For Assignment 2, I decided to take a look at airports with bad performance indicators- high cancellations and delays. You always hear people talking about an airport that is the worst to fly out of, so I thought it would be interesting to see what the data says.

I will focus on three main performance indicators to make my conclusion:
* Airports of origin with the largest number of cancellations.
* Airports with the most delays, as well as those with the longest delays.

I began by formatting the data, similarly to what we did for the Maine flight data in this weeks Lecture Notes.

I wanted to clarify the headers, to ensure my reformatting and naming worked correctly.

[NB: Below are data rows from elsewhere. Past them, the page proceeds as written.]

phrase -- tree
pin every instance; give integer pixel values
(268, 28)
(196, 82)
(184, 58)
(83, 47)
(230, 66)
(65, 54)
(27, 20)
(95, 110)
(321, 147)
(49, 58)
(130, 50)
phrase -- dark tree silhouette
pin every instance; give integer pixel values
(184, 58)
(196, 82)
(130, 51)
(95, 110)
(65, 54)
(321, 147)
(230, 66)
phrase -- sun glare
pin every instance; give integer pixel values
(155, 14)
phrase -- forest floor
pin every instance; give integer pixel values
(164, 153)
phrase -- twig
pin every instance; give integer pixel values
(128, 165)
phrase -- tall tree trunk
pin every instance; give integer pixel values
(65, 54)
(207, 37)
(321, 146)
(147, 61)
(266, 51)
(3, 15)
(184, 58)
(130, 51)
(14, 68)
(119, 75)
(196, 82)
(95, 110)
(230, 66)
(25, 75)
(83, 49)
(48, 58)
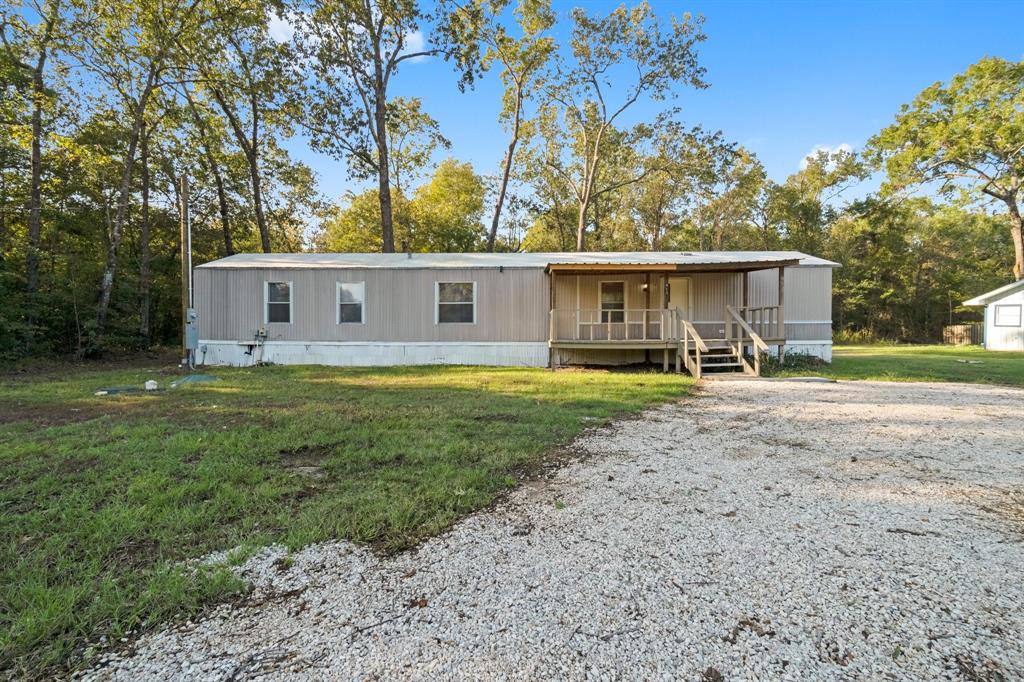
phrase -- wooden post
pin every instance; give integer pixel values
(185, 245)
(780, 329)
(551, 324)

##  [1] "FlightDate"     "Origin"         "OriginCityName" "CRSDepTime"    
##  [5] "DepTime"        "WheelsOff"      "WheelsOn"       "CRSArrTime"    
##  [9] "ArrTime"        "Cancelled"      "Diverted"       "SchedDepTime"  
## [13] "SchedArrTime"   "New_DepTime"    "New_ArrTime"    "WheelsUp"      
## [17] "WheelsDown"     "SchedSArrTime"

Identifying Bad Airports by Cancellations

To start, I thought I would look at flight cancellations. This is an obvious measure of negative performance in the mind of travelers.

This shows the top ten airports, in terms of number of cancellations.

Origin perc_cancel
SUN 0.3565217
MMH 0.3125000
EKO 0.1132075
IAD 0.0985416
EWR 0.0966456
DCA 0.0944625
ADQ 0.0930233
RIC 0.0883117
BWI 0.0878708
LBE 0.0860215

Identifying Bad Airports by Delays

For this performance indicator I want to look at two factors: number of delays and length of delay. First, I calculated the delays for flights that were not cancelled in minutes.

I wanted to create a visual of the airports with the most long delays, so I identified airports with delays greater than one hour.

Origin perc_delays
OTH 0.1764706
MQT 0.1698113
SWF 0.1538462
APN 0.1458333
CMX 0.1403509
SMX 0.1403509
EUG 0.1267606
GTR 0.1250000
LGB 0.1229730
COD 0.1212121

Determining the Airports With High Cancellations and Long Delays

I wanted to compare the two sets of departure airports, to see which airports occur in the top ten for most cancellations and top ten for most flights with a delay over 60 minutes.

I first did an inner_join of the two sets of data, but that indicated that there was no airports that were ranked in the top ten worst for both categories.

BadAirports <- inner_join(Delay_airport, cancels_airport)

BadAirports %>% ggvis(~perc_delays, ~perc_cancel) %>% 
  layer_points(fill = ~factor(Origin), size := 600, opacity := 1) %>% 
  add_axis("x", title = "Percentage of Flights Delayed Greater than 60 Minutes", title_offset = 50) %>% 
  add_axis("y", title = "Percentage of Flights Cancelled", title_offset = 50)

This created an empty chart as an output, so I re-assessed and decided to create a similar chart, but using all of the airports of origin in both categories. This helps to illustrate the top ten worst in terms of delays and cancellations in one visual.